With all these intersecting storylines, it would have been easy for Paris to become muddled or thin, but Klapisch skillfully balances them all. After all, the real subject of her film, as the title suggests, is the dynamic city of Paris, a city that, as Roland Verneuil tells us in a classroom scene, is the setting of a never ending battle between the ancient and the modern. The city’s struggles with her own past are what keep the city continually new. The characters are driven, as one might expect in the city of love, by their hopes and anxieties over finding romance. It is in these relationships that the old and new collide, with the awkwardness of old fashioned sexual morality hitting a fun-loving promiscuousness head on.
Pierre sleeps with Élise’s co-worker, but she “can’t handle” what Pierre understood as a one-night fling. Élise rejects a one-night fling, unable to engage in casually physicality, only to later find herself in a tender, loving relationship with Jean. Roland’s sexy encounters with Laetitia only lead him to heartbreak when he discovers Laetitia has other partners, and he discovers himself to be as much of a sexual idea as she was to him. Roland’s brother, meanwhile, is expecting his first child, but is thrown into a panic when his brother suggests his life is normal – read: boring and irrelevant. And Caroline’s flirtations with Franky push her over the edge when he gropes, teases, and humiliates her at a party, pushing her to the point of tears.
As a portrait of a city, Paris does well to keep the direct talk about the city to a minimum, instead using the stories of these many lives to reveal the place to us. Pierre is a balcony voyeur, and he speaks to his sister about the comfort in watching the drama of others lives play out around him. In his classroom and also on a local television show, Roland talks about the history of his city, but rather than coming off as stale or too cerebral, the history lesson informs his own anxieties about his relevance, age, mortality, and desire for young romance. Although there is one additional storyline between a young model and an immigrant from North Africa that seems tacked on, the majority of characters, when taken as a whole, reveal how the life of the city is invigorated by the proximity and diversity of individuals. Typical Paris, one might say, it is the convergence of social classes glued together by the universality of romance and attraction that seeds the life of the city.

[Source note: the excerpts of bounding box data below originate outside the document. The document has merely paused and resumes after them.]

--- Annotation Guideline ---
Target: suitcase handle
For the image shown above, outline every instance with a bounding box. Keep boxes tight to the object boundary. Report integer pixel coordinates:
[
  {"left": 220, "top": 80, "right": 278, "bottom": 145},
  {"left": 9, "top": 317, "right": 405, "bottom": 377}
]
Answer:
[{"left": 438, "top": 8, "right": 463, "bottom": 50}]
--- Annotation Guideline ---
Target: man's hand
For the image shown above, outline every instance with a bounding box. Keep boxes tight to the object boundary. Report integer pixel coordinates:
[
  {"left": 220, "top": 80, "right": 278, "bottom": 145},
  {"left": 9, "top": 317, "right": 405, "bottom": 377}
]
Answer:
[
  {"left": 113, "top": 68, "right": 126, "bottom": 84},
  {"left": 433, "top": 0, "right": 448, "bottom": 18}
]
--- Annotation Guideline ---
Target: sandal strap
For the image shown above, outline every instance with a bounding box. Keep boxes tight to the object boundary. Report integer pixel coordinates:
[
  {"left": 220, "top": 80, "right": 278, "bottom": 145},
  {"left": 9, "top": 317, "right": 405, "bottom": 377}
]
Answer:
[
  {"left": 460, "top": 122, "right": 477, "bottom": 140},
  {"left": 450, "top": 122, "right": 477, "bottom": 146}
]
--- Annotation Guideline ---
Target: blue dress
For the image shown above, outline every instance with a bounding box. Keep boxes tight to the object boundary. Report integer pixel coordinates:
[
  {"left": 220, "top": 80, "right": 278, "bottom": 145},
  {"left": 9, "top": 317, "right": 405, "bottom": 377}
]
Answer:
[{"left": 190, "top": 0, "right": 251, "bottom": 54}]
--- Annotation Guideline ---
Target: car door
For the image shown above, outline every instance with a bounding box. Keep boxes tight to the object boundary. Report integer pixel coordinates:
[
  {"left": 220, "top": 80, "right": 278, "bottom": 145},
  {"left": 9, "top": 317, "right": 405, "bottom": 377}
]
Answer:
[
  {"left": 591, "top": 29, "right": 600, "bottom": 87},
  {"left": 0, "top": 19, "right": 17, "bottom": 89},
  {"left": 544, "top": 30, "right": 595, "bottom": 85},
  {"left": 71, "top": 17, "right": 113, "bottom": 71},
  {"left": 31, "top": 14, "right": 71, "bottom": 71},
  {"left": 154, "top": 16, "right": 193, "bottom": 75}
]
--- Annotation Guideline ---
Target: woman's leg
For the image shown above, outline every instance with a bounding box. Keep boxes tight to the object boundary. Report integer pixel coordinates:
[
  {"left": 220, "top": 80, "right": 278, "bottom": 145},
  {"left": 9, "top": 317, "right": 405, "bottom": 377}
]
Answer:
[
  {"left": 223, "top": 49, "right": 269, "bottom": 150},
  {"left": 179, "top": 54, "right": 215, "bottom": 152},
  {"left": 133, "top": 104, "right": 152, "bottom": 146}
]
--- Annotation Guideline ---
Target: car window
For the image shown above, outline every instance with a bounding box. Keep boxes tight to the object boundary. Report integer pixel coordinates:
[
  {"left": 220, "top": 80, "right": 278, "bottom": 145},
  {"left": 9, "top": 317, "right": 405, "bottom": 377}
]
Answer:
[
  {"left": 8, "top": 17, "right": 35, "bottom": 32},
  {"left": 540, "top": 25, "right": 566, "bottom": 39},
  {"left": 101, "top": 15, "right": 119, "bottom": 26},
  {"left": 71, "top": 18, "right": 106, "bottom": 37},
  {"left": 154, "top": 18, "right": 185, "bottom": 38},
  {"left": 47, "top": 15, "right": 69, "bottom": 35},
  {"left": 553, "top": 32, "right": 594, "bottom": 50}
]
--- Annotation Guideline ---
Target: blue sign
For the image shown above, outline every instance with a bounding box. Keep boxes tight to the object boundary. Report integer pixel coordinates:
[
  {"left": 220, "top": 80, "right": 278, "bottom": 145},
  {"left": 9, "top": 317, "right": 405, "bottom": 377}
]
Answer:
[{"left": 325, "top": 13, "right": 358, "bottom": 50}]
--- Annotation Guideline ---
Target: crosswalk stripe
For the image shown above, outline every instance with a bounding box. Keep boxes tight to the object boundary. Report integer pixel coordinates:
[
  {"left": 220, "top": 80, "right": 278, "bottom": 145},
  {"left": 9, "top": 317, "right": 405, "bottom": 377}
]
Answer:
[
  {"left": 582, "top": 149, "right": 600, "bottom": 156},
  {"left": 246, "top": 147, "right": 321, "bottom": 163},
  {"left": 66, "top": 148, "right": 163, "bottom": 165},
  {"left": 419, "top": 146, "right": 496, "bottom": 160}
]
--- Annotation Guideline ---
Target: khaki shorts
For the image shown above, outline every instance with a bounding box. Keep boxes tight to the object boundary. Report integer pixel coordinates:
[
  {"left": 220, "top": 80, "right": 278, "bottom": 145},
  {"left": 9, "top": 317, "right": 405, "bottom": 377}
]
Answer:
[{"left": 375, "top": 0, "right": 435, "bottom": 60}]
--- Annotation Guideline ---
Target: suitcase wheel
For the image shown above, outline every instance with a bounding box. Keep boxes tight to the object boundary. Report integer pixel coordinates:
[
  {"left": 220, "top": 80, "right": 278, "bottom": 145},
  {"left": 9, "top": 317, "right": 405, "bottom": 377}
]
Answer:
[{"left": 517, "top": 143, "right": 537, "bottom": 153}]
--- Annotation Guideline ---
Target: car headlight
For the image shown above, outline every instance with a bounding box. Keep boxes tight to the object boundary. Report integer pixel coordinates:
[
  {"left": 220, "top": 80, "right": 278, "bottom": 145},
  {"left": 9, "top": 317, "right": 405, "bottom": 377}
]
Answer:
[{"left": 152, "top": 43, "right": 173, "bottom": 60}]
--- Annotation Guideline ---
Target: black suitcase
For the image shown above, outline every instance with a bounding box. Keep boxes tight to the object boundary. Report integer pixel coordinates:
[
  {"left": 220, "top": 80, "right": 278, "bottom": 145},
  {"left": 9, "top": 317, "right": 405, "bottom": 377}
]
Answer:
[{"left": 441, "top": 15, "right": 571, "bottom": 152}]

All this, realized with strong performances led by Juliette Binoche, makes Paris a cozy, enjoyable watch. Despite the seeming presence of high drama, the film maintains a modest tone. It is an easy going pleasure, an experience not dissimilar to curling up in a window-side table in a Parisian café with a cup of coffee on an autumn day and watching the people go by. Life gets messy, Klapisch seems to say, but in Paris it always remains sweet.